When I mean “share”, I mean having my name called out and having to dash across the stage, pausing briefly to shake the professor’s hand in front of several thousand people, while trying to stop the “mortar-board” from slipping off my head (I swear those things are designed for people with minute skulls). It never occurred to me that everyone else had to suffer the same process; I just didn’t want to be the one who trips over their gown, or whose graduation “hat” falls off and I end up doing a “Charlie Chaplin” – chasing my mortar-board across the stage…
…Ten years on, and I have changed somewhat. I still fear the “Charlie Chaplin” moment, and I still get nervous and sometimes clammy, but something else overtakes this fear: the requirement for self-publicity.
Writers are usually seen as either introverts or extroverts, yet through the media and from the desire of publishers, they have been forced from their garrets into public view. A book without self-publicity is usually a book no-one will read unless the publisher throws untold sums of marketing money at it. Macmillan New Writing is a publisher who cannot afford to throw those said sums the author’s way to get adverts for their new book in magazines, or on bill-boards. So the publisher gets the word out where they can; but more importantly it rests on the writer to provide the personal touch: self-publicity.

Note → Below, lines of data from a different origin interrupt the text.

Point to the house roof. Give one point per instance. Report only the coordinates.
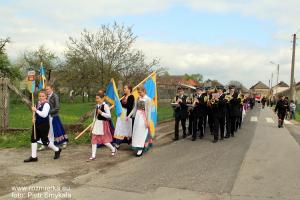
(211, 83)
(281, 84)
(175, 80)
(259, 85)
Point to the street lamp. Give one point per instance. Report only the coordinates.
(277, 73)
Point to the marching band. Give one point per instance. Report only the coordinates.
(223, 111)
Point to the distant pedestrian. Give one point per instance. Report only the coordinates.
(263, 102)
(281, 109)
(293, 110)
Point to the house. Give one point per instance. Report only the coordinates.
(260, 89)
(281, 86)
(211, 83)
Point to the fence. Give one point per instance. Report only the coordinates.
(4, 103)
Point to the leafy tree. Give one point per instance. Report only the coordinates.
(107, 53)
(235, 83)
(33, 60)
(6, 69)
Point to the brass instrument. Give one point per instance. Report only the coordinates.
(228, 97)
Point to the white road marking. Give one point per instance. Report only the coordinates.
(287, 122)
(270, 120)
(253, 119)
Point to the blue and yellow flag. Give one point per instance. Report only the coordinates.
(112, 97)
(42, 81)
(151, 91)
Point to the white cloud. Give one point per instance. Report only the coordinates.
(283, 13)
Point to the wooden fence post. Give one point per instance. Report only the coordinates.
(4, 103)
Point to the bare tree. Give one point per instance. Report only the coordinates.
(109, 53)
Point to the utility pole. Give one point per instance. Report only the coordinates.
(292, 83)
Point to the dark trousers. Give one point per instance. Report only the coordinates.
(228, 125)
(198, 123)
(191, 121)
(182, 120)
(233, 124)
(42, 131)
(281, 117)
(211, 123)
(219, 124)
(204, 121)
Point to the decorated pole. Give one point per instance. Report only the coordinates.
(31, 88)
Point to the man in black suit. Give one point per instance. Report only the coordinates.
(219, 112)
(235, 104)
(199, 112)
(181, 112)
(281, 109)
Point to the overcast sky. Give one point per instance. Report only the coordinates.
(221, 39)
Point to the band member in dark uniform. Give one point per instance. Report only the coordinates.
(191, 114)
(218, 104)
(235, 112)
(228, 97)
(181, 112)
(199, 112)
(240, 117)
(281, 109)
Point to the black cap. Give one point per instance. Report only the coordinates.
(220, 87)
(207, 88)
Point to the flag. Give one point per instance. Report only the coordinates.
(112, 97)
(42, 81)
(31, 81)
(151, 91)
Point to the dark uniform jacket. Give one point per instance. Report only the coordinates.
(200, 108)
(235, 105)
(219, 107)
(181, 111)
(282, 106)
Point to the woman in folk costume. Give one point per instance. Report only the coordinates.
(41, 121)
(56, 133)
(100, 129)
(123, 131)
(141, 138)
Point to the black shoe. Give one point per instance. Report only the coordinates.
(57, 154)
(139, 155)
(31, 159)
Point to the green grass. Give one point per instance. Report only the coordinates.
(20, 117)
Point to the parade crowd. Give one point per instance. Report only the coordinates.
(222, 111)
(132, 126)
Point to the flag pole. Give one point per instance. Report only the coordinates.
(80, 134)
(33, 116)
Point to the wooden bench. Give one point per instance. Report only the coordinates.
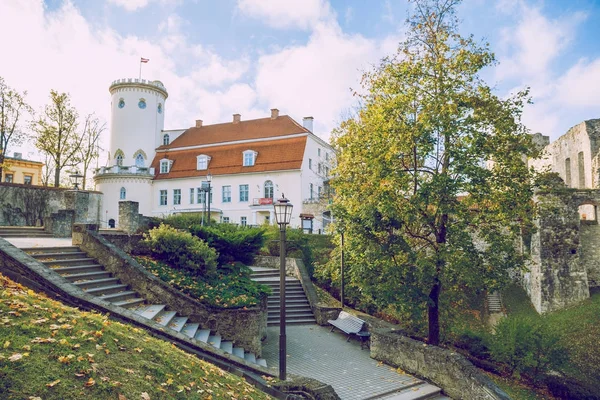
(351, 325)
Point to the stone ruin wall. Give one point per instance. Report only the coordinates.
(26, 205)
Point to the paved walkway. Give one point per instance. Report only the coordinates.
(23, 243)
(315, 352)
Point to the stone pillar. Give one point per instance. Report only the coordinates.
(129, 216)
(558, 275)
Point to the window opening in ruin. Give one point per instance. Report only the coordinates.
(568, 172)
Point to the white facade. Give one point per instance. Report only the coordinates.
(238, 198)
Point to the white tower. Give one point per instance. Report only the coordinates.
(137, 120)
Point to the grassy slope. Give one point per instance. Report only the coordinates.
(579, 327)
(51, 351)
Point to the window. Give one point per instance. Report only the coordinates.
(268, 189)
(139, 160)
(165, 166)
(249, 158)
(244, 190)
(226, 191)
(202, 162)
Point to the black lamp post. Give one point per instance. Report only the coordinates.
(209, 180)
(283, 215)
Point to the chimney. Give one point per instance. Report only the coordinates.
(307, 123)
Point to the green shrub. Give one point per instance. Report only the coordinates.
(232, 242)
(527, 345)
(181, 250)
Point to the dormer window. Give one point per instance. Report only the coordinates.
(202, 162)
(249, 158)
(165, 165)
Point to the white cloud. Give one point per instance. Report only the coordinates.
(130, 5)
(315, 79)
(303, 14)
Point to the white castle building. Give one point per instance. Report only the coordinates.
(249, 163)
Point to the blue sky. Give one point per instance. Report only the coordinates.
(217, 58)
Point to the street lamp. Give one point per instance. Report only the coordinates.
(209, 180)
(283, 215)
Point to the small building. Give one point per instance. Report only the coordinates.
(18, 170)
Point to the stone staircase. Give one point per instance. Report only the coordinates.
(23, 232)
(494, 302)
(85, 272)
(297, 307)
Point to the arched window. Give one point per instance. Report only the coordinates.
(139, 160)
(268, 189)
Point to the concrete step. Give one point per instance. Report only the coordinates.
(79, 269)
(418, 392)
(238, 352)
(70, 262)
(227, 346)
(46, 250)
(120, 296)
(178, 323)
(129, 303)
(215, 340)
(86, 276)
(150, 311)
(165, 317)
(59, 256)
(106, 289)
(190, 329)
(203, 335)
(96, 283)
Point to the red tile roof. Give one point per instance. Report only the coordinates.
(273, 155)
(283, 125)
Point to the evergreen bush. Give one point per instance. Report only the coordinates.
(181, 250)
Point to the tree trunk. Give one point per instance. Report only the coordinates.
(56, 177)
(434, 314)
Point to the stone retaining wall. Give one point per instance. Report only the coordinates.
(457, 377)
(295, 267)
(245, 327)
(20, 264)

When I realised this - breaking that romantic tradition of being largely an anonymous entity and purely a name behind the writing - I got kind of nervous. You see, I don’t mind signing books or talking to strangers individually about my writing – it’s required. I don’t think an author must sign books, but they should. If someone is buying your book - investing their time, money and faith in you, it’s only fair that you should sign a copy if requested. And while it sometimes takes me by surprise, I quite enjoy the quiet attention it affords.
But when it comes to large audiences, that’s a whole other matter. I was nervous the first time I did a radio interview. Nervous even during my book-launch (though admittedly a few beers before-hand blurred the fear and my trepidation as much as it did the view of the 80 or so people listening to me). And I will be nervous when I deliver my talk at the Bakewell Arts festival on the 7th August. But as before, that fear will be overridden by the requirement for self-publicity, almost as though something else just “kicks in”. I go into another state – one that is divorced from me almost, as I speak confidently about my writing, about my book and the whole publishing process.
Yes, I’m naturally shy. But I’m also learning. Learning to put on a public face, trying not to let the attention get to me, while at the same time enjoying and being grateful when it happens.
In the end, for good or bad, it’s all part of being published in the 21st century.